Ce samedi 28 février, un bâtiment situé sur l’île artificielle The Palm a été frappé par une déflagration suivie d’un incendie rapidement maîtrisé.
Quatre personnes ont été blessées et hospitalisées, selon les autorités locales. L’incident a brièvement perturbé ce haut lieu du tourisme et des affaires aux Émirats arabes unis.
Cette attaque s’inscrit dans une séquence militaire plus vaste opposant l’Iran aux États-Unis et à Israël. Après des frappes menées notamment sur Téhéran, la riposte iranienne a ciblé plusieurs États du Golfe, élargissant brutalement le champ des opérations.

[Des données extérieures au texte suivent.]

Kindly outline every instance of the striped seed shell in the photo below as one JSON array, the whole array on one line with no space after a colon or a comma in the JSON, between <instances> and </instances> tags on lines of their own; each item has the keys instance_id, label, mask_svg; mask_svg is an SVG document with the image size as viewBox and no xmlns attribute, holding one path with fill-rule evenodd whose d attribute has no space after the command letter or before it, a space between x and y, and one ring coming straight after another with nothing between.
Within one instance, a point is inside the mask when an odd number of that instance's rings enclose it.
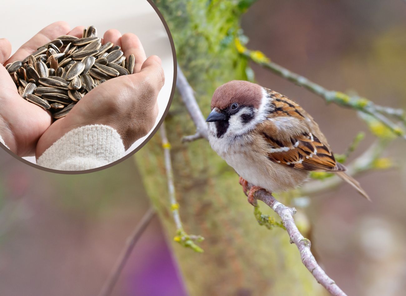
<instances>
[{"instance_id":1,"label":"striped seed shell","mask_svg":"<svg viewBox=\"0 0 406 296\"><path fill-rule=\"evenodd\" d=\"M82 62L78 62L68 70L66 73L66 80L71 80L78 76L84 70L84 64Z\"/></svg>"},{"instance_id":2,"label":"striped seed shell","mask_svg":"<svg viewBox=\"0 0 406 296\"><path fill-rule=\"evenodd\" d=\"M114 64L117 64L117 65L120 65L122 67L123 67L123 66L122 64L123 64L123 62L125 60L125 57L124 56L122 56L121 57L120 57L120 58L116 60L115 62L113 62ZM125 67L124 67L124 68L125 68Z\"/></svg>"},{"instance_id":3,"label":"striped seed shell","mask_svg":"<svg viewBox=\"0 0 406 296\"><path fill-rule=\"evenodd\" d=\"M21 68L23 65L23 63L21 61L15 61L7 69L7 71L11 74Z\"/></svg>"},{"instance_id":4,"label":"striped seed shell","mask_svg":"<svg viewBox=\"0 0 406 296\"><path fill-rule=\"evenodd\" d=\"M97 30L93 26L89 26L86 30L85 37L96 37L97 36Z\"/></svg>"},{"instance_id":5,"label":"striped seed shell","mask_svg":"<svg viewBox=\"0 0 406 296\"><path fill-rule=\"evenodd\" d=\"M51 109L55 110L59 110L63 109L65 107L65 105L63 104L59 103L53 103L51 104Z\"/></svg>"},{"instance_id":6,"label":"striped seed shell","mask_svg":"<svg viewBox=\"0 0 406 296\"><path fill-rule=\"evenodd\" d=\"M68 86L69 89L73 90L77 90L82 88L82 80L79 76L76 76L71 81L71 83Z\"/></svg>"},{"instance_id":7,"label":"striped seed shell","mask_svg":"<svg viewBox=\"0 0 406 296\"><path fill-rule=\"evenodd\" d=\"M50 59L50 66L51 68L55 70L58 69L58 68L59 66L59 65L58 64L58 61L56 60L55 58L53 56L51 56L51 58Z\"/></svg>"},{"instance_id":8,"label":"striped seed shell","mask_svg":"<svg viewBox=\"0 0 406 296\"><path fill-rule=\"evenodd\" d=\"M40 107L42 107L44 109L49 109L51 108L51 106L49 103L45 100L39 97L36 96L32 94L28 94L27 95L27 101L29 102L34 103L36 105L37 105Z\"/></svg>"},{"instance_id":9,"label":"striped seed shell","mask_svg":"<svg viewBox=\"0 0 406 296\"><path fill-rule=\"evenodd\" d=\"M78 102L82 97L82 94L74 90L68 91L68 95L73 102Z\"/></svg>"},{"instance_id":10,"label":"striped seed shell","mask_svg":"<svg viewBox=\"0 0 406 296\"><path fill-rule=\"evenodd\" d=\"M58 111L58 112L56 112L54 113L52 115L52 117L53 117L55 119L59 119L59 118L62 118L63 117L65 117L74 106L74 104L71 104L69 106L65 107L60 111Z\"/></svg>"},{"instance_id":11,"label":"striped seed shell","mask_svg":"<svg viewBox=\"0 0 406 296\"><path fill-rule=\"evenodd\" d=\"M95 62L101 65L104 65L104 66L106 66L108 64L108 61L107 60L107 59L106 58L100 58L96 60Z\"/></svg>"},{"instance_id":12,"label":"striped seed shell","mask_svg":"<svg viewBox=\"0 0 406 296\"><path fill-rule=\"evenodd\" d=\"M34 91L34 93L38 97L41 97L44 94L62 94L68 95L67 91L53 87L37 87Z\"/></svg>"},{"instance_id":13,"label":"striped seed shell","mask_svg":"<svg viewBox=\"0 0 406 296\"><path fill-rule=\"evenodd\" d=\"M37 85L34 83L29 83L27 84L27 86L24 89L24 92L22 95L22 97L24 99L27 97L27 96L30 94L34 93L34 91L37 88Z\"/></svg>"},{"instance_id":14,"label":"striped seed shell","mask_svg":"<svg viewBox=\"0 0 406 296\"><path fill-rule=\"evenodd\" d=\"M48 67L42 61L38 61L35 63L35 69L39 75L40 77L48 77Z\"/></svg>"},{"instance_id":15,"label":"striped seed shell","mask_svg":"<svg viewBox=\"0 0 406 296\"><path fill-rule=\"evenodd\" d=\"M56 79L53 79L49 77L41 77L39 79L39 82L41 84L45 86L49 86L67 90L69 89L68 88L68 84L64 83L59 80L57 80Z\"/></svg>"},{"instance_id":16,"label":"striped seed shell","mask_svg":"<svg viewBox=\"0 0 406 296\"><path fill-rule=\"evenodd\" d=\"M64 45L67 45L71 42L73 42L75 40L78 39L78 38L77 37L71 36L69 35L63 35L59 36L56 39L59 39L62 41L62 43Z\"/></svg>"},{"instance_id":17,"label":"striped seed shell","mask_svg":"<svg viewBox=\"0 0 406 296\"><path fill-rule=\"evenodd\" d=\"M107 64L107 66L110 67L110 68L112 68L113 69L117 70L119 71L120 76L122 75L127 75L130 74L130 72L128 72L128 70L125 68L123 68L121 66L119 65L116 64L114 63L109 63Z\"/></svg>"},{"instance_id":18,"label":"striped seed shell","mask_svg":"<svg viewBox=\"0 0 406 296\"><path fill-rule=\"evenodd\" d=\"M120 73L115 69L110 68L107 66L100 64L95 64L95 66L104 73L109 76L117 77L120 75Z\"/></svg>"},{"instance_id":19,"label":"striped seed shell","mask_svg":"<svg viewBox=\"0 0 406 296\"><path fill-rule=\"evenodd\" d=\"M34 67L32 66L27 67L26 69L26 73L27 78L29 80L33 79L36 83L38 83L39 79L39 75L38 73L34 69Z\"/></svg>"},{"instance_id":20,"label":"striped seed shell","mask_svg":"<svg viewBox=\"0 0 406 296\"><path fill-rule=\"evenodd\" d=\"M123 51L120 49L117 49L117 50L114 50L110 52L107 55L106 58L107 59L108 62L112 63L121 58L123 56Z\"/></svg>"},{"instance_id":21,"label":"striped seed shell","mask_svg":"<svg viewBox=\"0 0 406 296\"><path fill-rule=\"evenodd\" d=\"M104 45L102 45L102 47L99 49L99 53L97 54L97 56L101 56L102 54L113 47L113 45L112 43L108 42Z\"/></svg>"},{"instance_id":22,"label":"striped seed shell","mask_svg":"<svg viewBox=\"0 0 406 296\"><path fill-rule=\"evenodd\" d=\"M69 93L69 92L68 92ZM42 94L42 98L51 102L56 102L60 104L68 105L72 103L72 100L67 96L62 94L47 93Z\"/></svg>"},{"instance_id":23,"label":"striped seed shell","mask_svg":"<svg viewBox=\"0 0 406 296\"><path fill-rule=\"evenodd\" d=\"M130 54L128 57L128 65L127 66L127 70L130 74L134 72L134 64L135 62L135 59L134 54Z\"/></svg>"},{"instance_id":24,"label":"striped seed shell","mask_svg":"<svg viewBox=\"0 0 406 296\"><path fill-rule=\"evenodd\" d=\"M88 56L82 60L82 62L84 64L84 69L82 73L84 74L87 73L89 69L95 64L95 60L96 58L91 56Z\"/></svg>"},{"instance_id":25,"label":"striped seed shell","mask_svg":"<svg viewBox=\"0 0 406 296\"><path fill-rule=\"evenodd\" d=\"M25 87L28 84L28 82L24 80L24 79L20 79L20 84L23 87Z\"/></svg>"},{"instance_id":26,"label":"striped seed shell","mask_svg":"<svg viewBox=\"0 0 406 296\"><path fill-rule=\"evenodd\" d=\"M63 67L72 61L72 59L70 58L66 58L61 60L58 65L60 67Z\"/></svg>"},{"instance_id":27,"label":"striped seed shell","mask_svg":"<svg viewBox=\"0 0 406 296\"><path fill-rule=\"evenodd\" d=\"M80 80L82 84L85 84L85 88L88 92L91 90L92 85L94 83L93 79L89 74L84 74L80 75Z\"/></svg>"},{"instance_id":28,"label":"striped seed shell","mask_svg":"<svg viewBox=\"0 0 406 296\"><path fill-rule=\"evenodd\" d=\"M82 46L93 42L95 40L100 41L100 39L98 37L85 37L84 38L79 38L73 41L73 45L76 46Z\"/></svg>"},{"instance_id":29,"label":"striped seed shell","mask_svg":"<svg viewBox=\"0 0 406 296\"><path fill-rule=\"evenodd\" d=\"M114 69L113 69L114 70ZM105 79L106 80L110 79L111 77L107 74L104 73L97 69L92 68L89 70L89 75L92 77L96 79L100 80L100 79Z\"/></svg>"},{"instance_id":30,"label":"striped seed shell","mask_svg":"<svg viewBox=\"0 0 406 296\"><path fill-rule=\"evenodd\" d=\"M107 51L107 52L110 53L112 51L114 51L114 50L118 50L119 49L121 49L121 48L118 45L115 45L114 46L110 47L110 49Z\"/></svg>"},{"instance_id":31,"label":"striped seed shell","mask_svg":"<svg viewBox=\"0 0 406 296\"><path fill-rule=\"evenodd\" d=\"M85 57L88 56L94 56L99 52L98 49L91 49L90 50L85 50L83 51L76 52L72 55L72 58L73 60L82 60Z\"/></svg>"}]
</instances>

Des détonations ont ainsi été signalées à Riyad, en Arabie saoudite, à Doha, au Qatar, ainsi qu’au Koweït et à Manama, capitale de Bahreïn. À Abou Dhabi comme dans la zone stratégique de Juffair, des incidents ont été rapportés à proximité d’installations sensibles, renforçant l’inquiétude autour des infrastructures militaires et énergétiques régionales.
Seul Oman, engagé dans un rôle de médiation diplomatique, semble pour l’instant épargné. Mais la multiplication des frappes et des représailles fait planer un risque accru sur la stabilité sécuritaire d’une région clé pour l’économie mondiale.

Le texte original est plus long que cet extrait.